In middle school, Trevor Hudgins wanted to play the same way as the Harlem Globetrotters.
In eighth grade, though, he learned to give a helping hand, and it’s paid off. Manhattan’s senior point guard broke the school record in assists on Friday and has 259 for his career.
Hudgins likes to help out off the court as much as he can, too, especially working with kids at his church and through youth basketball camps at Manhattan High School. Head coach Benji George has coached Hudgins since his first year at the helm, so he has a special bond with Hudgins and the rest of the seniors. “The arc of my career and the arc of (Hudgins’) playing career are kind of parallel,” George said. “It’s going to be hard when the end of this year comes way down the road, seeing him go because I’ve just watched him grow so much as a person, and playing goes hand in hand with that.” He said he knew Hudgins was talented sophomore year, and it has been rewarding to watch Hudgins grow on and off the court over the years. “To bring that competitive desire to want to improve every day, I think it speaks volumes about a person, and so I have respect for him as much as anything, and I just love him to death,” George said. Hudgins knew he was close to the record but didn’t think he would break it this early in the season.

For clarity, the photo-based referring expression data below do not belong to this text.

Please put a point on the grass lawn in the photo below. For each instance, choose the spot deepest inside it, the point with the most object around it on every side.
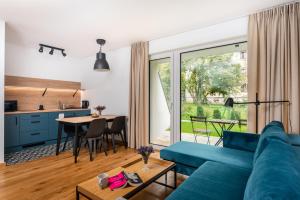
(190, 109)
(186, 127)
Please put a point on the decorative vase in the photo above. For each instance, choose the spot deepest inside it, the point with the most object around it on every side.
(145, 159)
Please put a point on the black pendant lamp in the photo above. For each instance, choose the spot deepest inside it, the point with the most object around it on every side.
(101, 64)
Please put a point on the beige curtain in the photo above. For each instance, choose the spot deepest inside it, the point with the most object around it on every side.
(139, 96)
(273, 65)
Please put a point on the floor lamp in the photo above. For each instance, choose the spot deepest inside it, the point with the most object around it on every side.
(229, 103)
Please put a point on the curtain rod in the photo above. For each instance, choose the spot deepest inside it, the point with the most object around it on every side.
(276, 6)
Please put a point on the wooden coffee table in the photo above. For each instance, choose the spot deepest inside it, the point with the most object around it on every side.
(157, 168)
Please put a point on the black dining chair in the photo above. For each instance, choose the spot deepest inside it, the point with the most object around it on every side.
(70, 132)
(94, 136)
(196, 123)
(117, 129)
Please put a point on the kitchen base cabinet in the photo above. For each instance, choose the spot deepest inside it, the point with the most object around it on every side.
(27, 130)
(11, 131)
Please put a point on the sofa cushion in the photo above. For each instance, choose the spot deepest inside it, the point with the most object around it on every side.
(213, 180)
(193, 155)
(273, 130)
(276, 173)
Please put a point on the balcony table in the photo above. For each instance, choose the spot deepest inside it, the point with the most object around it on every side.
(223, 124)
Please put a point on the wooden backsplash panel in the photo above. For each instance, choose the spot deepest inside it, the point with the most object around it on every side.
(40, 83)
(31, 98)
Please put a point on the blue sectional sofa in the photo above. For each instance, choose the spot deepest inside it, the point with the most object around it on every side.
(248, 166)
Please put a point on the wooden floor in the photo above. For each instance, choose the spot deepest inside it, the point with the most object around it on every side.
(55, 177)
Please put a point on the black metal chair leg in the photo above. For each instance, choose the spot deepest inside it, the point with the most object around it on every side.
(90, 145)
(113, 142)
(65, 143)
(79, 145)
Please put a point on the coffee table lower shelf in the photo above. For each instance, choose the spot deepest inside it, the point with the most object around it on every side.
(157, 169)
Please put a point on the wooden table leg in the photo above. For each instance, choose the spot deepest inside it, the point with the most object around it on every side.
(59, 133)
(75, 145)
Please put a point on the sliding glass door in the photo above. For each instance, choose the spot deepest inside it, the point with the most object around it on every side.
(208, 77)
(160, 101)
(195, 83)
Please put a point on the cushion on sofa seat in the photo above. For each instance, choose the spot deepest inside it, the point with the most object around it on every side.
(213, 181)
(272, 130)
(194, 155)
(276, 173)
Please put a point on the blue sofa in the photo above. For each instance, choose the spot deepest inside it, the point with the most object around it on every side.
(248, 166)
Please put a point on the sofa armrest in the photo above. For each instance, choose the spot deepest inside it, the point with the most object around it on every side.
(240, 141)
(294, 139)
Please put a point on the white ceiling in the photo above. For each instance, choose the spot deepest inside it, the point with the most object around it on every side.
(75, 24)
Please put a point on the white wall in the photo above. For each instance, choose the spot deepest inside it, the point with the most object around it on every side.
(29, 62)
(2, 64)
(224, 31)
(110, 89)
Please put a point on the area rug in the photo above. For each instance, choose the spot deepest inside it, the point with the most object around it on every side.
(34, 153)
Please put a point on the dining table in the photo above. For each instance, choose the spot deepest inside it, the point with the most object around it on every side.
(80, 121)
(221, 125)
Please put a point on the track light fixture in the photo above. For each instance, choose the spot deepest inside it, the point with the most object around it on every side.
(42, 46)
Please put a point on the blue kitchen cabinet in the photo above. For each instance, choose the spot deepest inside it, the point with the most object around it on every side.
(11, 130)
(53, 125)
(22, 130)
(33, 128)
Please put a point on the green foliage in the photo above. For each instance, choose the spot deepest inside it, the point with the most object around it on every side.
(209, 75)
(235, 115)
(165, 78)
(217, 114)
(200, 111)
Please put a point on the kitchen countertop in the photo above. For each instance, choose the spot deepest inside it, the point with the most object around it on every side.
(43, 111)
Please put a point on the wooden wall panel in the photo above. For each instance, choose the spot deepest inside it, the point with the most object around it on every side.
(40, 83)
(29, 96)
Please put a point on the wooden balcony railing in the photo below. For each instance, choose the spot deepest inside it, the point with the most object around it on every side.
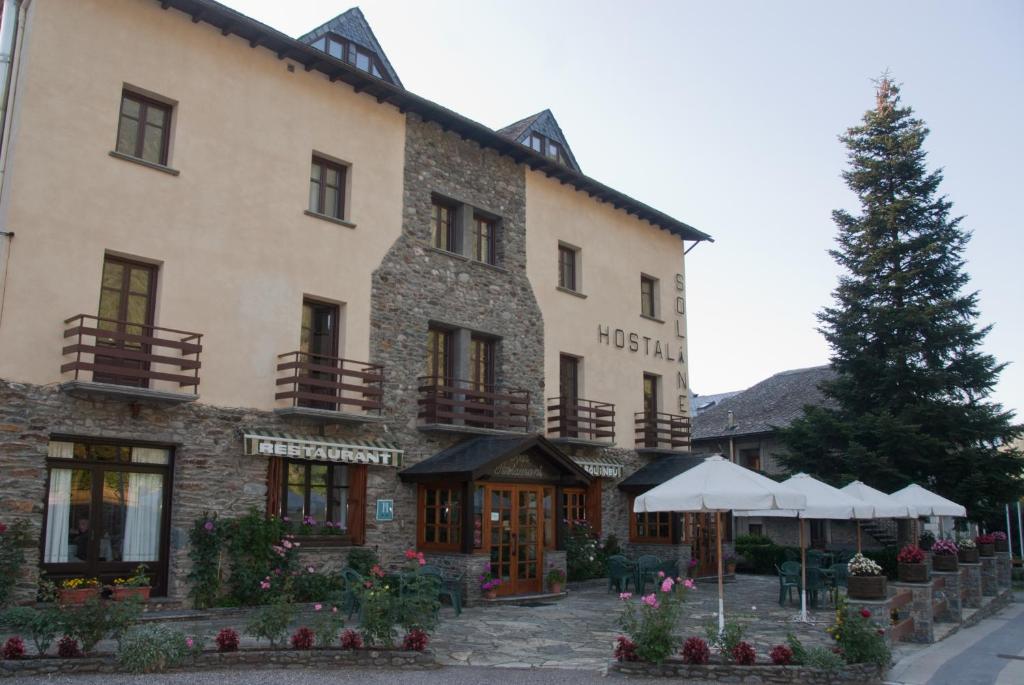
(662, 431)
(133, 354)
(315, 381)
(453, 401)
(581, 419)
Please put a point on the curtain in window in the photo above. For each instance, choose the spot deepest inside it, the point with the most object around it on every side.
(57, 516)
(145, 504)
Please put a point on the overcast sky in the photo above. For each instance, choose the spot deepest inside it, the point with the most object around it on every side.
(725, 115)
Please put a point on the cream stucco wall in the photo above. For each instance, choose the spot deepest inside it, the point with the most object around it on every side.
(236, 252)
(615, 249)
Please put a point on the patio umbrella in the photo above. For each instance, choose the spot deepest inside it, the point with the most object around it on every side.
(885, 506)
(718, 485)
(927, 503)
(823, 501)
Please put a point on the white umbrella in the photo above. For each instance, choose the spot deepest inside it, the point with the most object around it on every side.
(718, 485)
(823, 501)
(927, 503)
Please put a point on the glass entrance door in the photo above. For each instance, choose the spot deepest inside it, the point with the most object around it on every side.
(514, 520)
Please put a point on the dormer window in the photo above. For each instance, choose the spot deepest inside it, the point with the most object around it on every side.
(356, 55)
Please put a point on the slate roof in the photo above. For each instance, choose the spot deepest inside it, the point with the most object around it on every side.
(772, 403)
(477, 456)
(662, 469)
(353, 26)
(545, 124)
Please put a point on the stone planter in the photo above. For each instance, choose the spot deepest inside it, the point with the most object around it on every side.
(912, 572)
(968, 556)
(945, 562)
(121, 593)
(866, 587)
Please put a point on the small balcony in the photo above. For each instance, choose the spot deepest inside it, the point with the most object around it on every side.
(582, 422)
(464, 407)
(657, 431)
(134, 361)
(330, 388)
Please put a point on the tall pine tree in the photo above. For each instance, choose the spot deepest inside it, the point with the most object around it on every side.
(909, 402)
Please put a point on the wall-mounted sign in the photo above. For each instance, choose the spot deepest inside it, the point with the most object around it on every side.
(385, 510)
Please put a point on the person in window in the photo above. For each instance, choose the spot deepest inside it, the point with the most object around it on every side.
(80, 539)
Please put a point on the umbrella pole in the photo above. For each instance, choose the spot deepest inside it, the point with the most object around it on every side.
(803, 573)
(721, 590)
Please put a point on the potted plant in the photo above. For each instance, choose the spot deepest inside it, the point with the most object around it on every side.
(488, 583)
(865, 580)
(986, 545)
(136, 585)
(968, 551)
(911, 566)
(78, 590)
(555, 580)
(944, 556)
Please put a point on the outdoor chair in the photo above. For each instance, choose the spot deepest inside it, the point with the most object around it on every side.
(620, 573)
(787, 582)
(647, 567)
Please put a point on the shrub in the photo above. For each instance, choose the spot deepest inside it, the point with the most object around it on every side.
(743, 654)
(303, 639)
(13, 648)
(42, 626)
(270, 623)
(781, 655)
(227, 640)
(695, 650)
(626, 649)
(68, 647)
(351, 640)
(152, 648)
(416, 640)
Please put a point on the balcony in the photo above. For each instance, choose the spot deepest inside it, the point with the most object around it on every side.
(581, 422)
(464, 407)
(657, 431)
(330, 388)
(134, 361)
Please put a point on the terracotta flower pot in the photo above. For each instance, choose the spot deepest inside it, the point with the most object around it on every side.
(944, 562)
(121, 593)
(77, 596)
(912, 572)
(866, 587)
(968, 556)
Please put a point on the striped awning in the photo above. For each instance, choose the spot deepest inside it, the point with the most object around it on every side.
(600, 467)
(320, 448)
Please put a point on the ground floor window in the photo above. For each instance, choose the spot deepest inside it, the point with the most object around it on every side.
(105, 509)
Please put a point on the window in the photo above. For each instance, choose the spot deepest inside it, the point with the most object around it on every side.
(566, 267)
(317, 490)
(442, 227)
(648, 296)
(143, 128)
(440, 518)
(483, 242)
(327, 188)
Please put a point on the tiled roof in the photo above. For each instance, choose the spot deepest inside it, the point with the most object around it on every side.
(772, 403)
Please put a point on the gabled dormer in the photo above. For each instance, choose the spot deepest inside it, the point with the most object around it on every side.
(542, 133)
(349, 38)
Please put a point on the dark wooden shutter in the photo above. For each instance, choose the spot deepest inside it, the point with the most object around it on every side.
(357, 503)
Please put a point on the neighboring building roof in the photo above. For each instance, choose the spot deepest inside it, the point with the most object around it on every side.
(353, 26)
(662, 469)
(231, 22)
(477, 457)
(545, 124)
(772, 403)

George wished Hudgins had broken the record under better circumstances. Friday’s 4938 loss at Highland Park was a lackluster performance by the Indians.
“It wasn’t the setting where I wanted to make the team aware of that, or him,” George said. “I wanted it to be more special, because the locker room was awful depressed after the game.”

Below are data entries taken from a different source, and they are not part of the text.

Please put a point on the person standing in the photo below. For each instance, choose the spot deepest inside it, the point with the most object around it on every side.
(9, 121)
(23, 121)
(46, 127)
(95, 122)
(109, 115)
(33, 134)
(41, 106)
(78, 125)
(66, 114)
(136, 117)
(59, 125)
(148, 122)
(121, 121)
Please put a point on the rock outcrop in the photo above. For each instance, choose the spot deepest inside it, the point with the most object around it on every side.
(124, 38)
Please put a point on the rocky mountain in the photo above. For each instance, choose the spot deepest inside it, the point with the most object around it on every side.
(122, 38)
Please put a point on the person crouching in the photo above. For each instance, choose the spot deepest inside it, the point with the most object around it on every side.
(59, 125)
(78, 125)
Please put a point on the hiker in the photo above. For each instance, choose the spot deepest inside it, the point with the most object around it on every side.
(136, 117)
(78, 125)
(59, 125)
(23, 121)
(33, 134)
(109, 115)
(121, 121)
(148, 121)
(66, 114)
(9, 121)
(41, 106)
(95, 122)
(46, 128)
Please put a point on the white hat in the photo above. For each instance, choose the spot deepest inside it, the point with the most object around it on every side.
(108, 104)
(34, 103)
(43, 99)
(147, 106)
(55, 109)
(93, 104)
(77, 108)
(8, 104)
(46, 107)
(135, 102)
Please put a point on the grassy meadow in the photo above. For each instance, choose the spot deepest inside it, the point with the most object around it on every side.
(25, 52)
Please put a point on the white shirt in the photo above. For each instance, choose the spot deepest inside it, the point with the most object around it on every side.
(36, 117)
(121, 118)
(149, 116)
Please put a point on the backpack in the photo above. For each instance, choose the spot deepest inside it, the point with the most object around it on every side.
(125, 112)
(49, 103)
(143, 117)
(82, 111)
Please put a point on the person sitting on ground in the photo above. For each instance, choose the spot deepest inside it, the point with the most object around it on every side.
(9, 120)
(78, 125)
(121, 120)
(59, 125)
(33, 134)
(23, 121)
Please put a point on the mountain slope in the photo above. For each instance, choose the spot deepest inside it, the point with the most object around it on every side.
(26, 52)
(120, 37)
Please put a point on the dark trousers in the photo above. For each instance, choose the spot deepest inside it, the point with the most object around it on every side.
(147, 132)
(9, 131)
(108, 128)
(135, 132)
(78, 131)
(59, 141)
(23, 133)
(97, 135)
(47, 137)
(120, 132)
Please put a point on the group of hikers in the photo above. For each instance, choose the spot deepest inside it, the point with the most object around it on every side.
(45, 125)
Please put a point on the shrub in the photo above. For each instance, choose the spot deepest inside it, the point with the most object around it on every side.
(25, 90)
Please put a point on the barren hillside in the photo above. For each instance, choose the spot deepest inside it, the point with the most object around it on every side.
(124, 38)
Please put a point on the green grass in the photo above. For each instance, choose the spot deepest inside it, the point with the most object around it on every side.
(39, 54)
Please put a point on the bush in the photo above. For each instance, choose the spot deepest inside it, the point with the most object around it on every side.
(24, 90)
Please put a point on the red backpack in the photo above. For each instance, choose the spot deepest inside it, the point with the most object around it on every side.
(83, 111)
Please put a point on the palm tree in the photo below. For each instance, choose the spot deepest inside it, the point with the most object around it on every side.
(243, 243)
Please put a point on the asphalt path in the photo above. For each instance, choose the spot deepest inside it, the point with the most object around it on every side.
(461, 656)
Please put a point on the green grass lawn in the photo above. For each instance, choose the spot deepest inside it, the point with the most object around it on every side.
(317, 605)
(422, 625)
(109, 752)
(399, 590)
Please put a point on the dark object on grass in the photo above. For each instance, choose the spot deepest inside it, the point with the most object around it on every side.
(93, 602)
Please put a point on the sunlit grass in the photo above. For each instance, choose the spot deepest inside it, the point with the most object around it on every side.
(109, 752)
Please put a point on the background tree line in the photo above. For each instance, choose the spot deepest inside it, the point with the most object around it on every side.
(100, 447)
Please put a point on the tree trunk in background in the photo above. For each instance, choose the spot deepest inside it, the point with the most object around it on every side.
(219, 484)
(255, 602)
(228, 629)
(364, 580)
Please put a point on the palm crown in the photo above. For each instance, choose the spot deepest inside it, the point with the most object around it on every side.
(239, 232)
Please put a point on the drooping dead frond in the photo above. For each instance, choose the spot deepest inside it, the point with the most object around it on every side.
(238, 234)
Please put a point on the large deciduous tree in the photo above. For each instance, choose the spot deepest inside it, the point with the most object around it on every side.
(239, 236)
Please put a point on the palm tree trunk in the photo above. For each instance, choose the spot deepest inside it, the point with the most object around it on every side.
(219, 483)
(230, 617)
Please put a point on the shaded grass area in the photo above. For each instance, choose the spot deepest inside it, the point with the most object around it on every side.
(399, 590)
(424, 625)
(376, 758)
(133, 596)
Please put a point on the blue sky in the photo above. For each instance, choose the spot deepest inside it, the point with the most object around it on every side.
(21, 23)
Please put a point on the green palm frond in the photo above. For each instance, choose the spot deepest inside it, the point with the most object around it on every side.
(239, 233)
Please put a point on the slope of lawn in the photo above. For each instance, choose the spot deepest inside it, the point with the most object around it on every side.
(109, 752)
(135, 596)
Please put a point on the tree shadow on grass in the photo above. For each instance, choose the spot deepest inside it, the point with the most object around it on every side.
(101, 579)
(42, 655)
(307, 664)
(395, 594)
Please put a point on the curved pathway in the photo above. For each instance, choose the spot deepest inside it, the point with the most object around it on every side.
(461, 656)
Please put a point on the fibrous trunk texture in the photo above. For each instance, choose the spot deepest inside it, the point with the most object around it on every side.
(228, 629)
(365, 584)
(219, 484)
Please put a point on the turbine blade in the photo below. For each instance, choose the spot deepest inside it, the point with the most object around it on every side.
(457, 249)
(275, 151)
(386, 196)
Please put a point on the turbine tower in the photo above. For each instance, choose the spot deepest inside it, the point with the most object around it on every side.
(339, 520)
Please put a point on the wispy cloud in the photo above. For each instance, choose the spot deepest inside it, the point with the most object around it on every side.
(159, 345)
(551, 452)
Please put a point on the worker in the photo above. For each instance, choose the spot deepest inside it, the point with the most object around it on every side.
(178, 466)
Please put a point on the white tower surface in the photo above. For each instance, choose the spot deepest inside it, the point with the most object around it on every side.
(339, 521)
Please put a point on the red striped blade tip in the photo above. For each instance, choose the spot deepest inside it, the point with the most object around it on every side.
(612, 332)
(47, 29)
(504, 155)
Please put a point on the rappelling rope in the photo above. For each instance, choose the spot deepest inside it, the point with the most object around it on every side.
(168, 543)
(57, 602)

George knows Hudgins takes a lot of pride in assists, but he wants the senior to shoot more, too. Hudgins’ eight points on Friday night came on just five attempts.
“It’s a hard balance for him because he would prefer to get assists, but he’s also a guy (who) can get the ball through the net, and we need him to do that more,” George said. And Hudgins brought it on Tuesday, recording a career-high 29 points in the Indians’ 78-72 win over Shawnee Heights.
George said his senior point guard isn’t very vocal, but it’s not because he’s shy. “I think he’s more humble than anything, and so he doesn’t necessarily want to be the star of the show, I guess you’d say, even though he is,” George said. George is happy to see Hudgins work with younger basketball players in the community.
“I think point guards make great coaches, and I can see him doing that someday,” George said. “He has been great with kids, and (Tuesday) is youth night, and we’ll bring all the kids into our locker room, and on some level, a lot of them will be there to see No. 12 play.”